We propose that the methylation of 12 with MeI in basic solution involves SN2 attack of the nucleophilic arsenic species on the electrophilic methyl iodide with concurrent formation of the arsenic–oxygen double bond, which also oxidized trivalent arsenic to the pentavalent species 8. The reaction resembles a Michaelis–Arbuzov reaction of trivalent phosphorus esters with alkyl halides to form pentavalent phosphonate esters. Analogous conversion of trivalent to pentavalent organoarsenicals with alkyl halides has been noted.18

The antibiotic properties of the chemically synthesized AST 1 (cAST, a mixture of the D/L-enantiomers) were characterized and compared with those of biogenic AST7,9 (bAST, the L-enantiomer) and semisynthesized AST10 (sAST, a mixture of the D/L-enantiomers). Approximately twice as much cAST or sAST was required to inhibit growth (Fig. 1) and GS activity (Table 1) of Escherichia coli as bAST, consistent with the L-enantiomer of b-AST as the active species.9 ArsN1, the bacterial enzyme that confers AST resistance, catalyzes transfer of the acetyl group of acetyl coenzyme A (AcCoA) to the amine group of 1, generating acetyl-AST (AcAST, 13; Scheme 5). Purified PpArsN1 (ArsN1 from Pseudomonas putida KT2440) nearly completely converted bAST to an arsenic species predicted to be AcAST, while only 50% of racemic cAST or sAST were converted to the putative species and the other half was unmodified (Fig. 2), consistent with only the L-enantiomer being the substrate of ArsN1, as predicted from L-AST-bound ArsN1 crystal structures.9


image file: d1ra06770b-f1.tif
Fig. 1 AST inhibits growth of E. coli. Cells were cultured in M9 medium in the absence or presence of the indicated concentrations of D/L-cAST, D/L-sAST, L-bAST, L-AST. Growth was estimated from the A600nm after 16 h. Data are the mean ± SE (n = 3).
Table 1 Inhibition of E. coli glutamine synthetase by AST
AST Ki (μM)
Chemically synthesized (D/L-cAST) 0.75 ± 0.20
Semisynthetic (D/L-sAST) 0.65 ± 0.20
Biogenic (L-bAST) 0.30 ± 0.10



image file: d1ra06770b-s5.tif
Scheme 5 Enzymatic acetylation of cAST to L-AcAST 13 and chemical deacetylation of 13 to L-AST.

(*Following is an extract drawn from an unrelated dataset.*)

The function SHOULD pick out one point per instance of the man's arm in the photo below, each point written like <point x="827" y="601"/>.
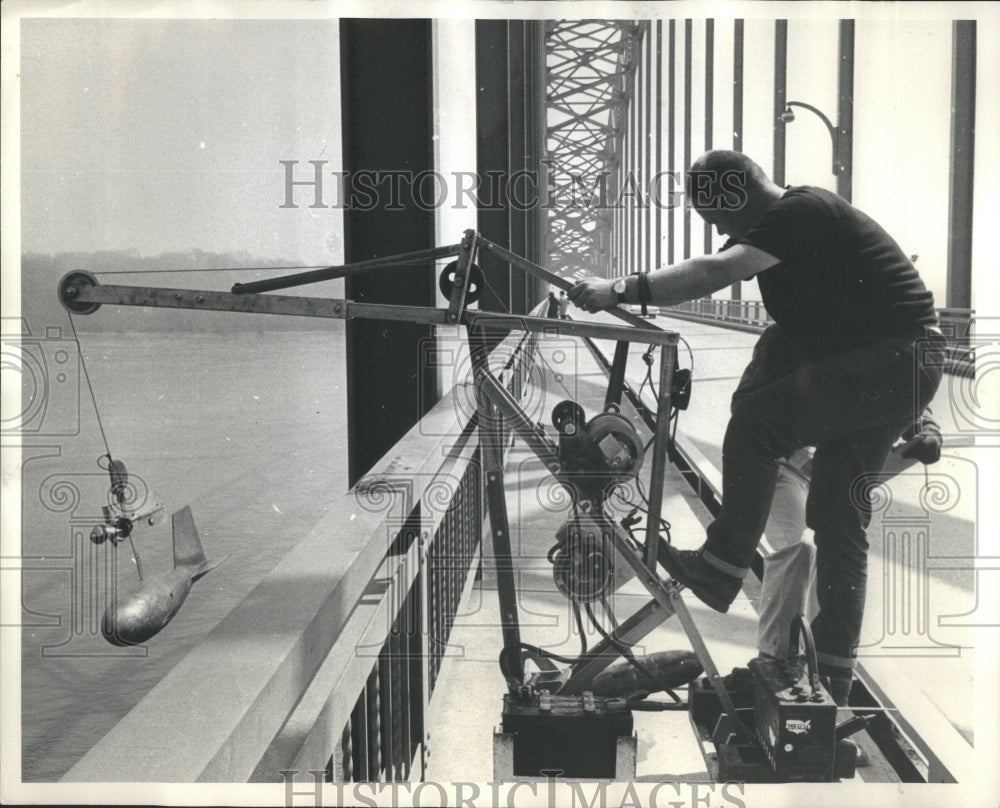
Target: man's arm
<point x="687" y="280"/>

image file: d1ra06770b-f2.tif
Fig. 2 Enzymatic acetylation of 1 to produce 13. Chemically synthesized D/L-cAST (A), semisynthetic D/L-sAST (B), biogenic L-bAST (C) or L-enantiomeric (D) 1 was incubated in the absence (red lines) or presence (blue lines) of PpArsN1. The arsenic species in the reaction solutions were analyzed by HPLC-ICP-MS. Abbreviations: As(III), arsenite; MAs(III), methylarsenite; DMAs(V), dimethylarsenate; AST (1), arsinothricin; AST-OH (2), hydroxyarsinothricin; MAs(V), methylarsenate; As(V), arsenate; AcAST (13), N-acetylarsinothricin.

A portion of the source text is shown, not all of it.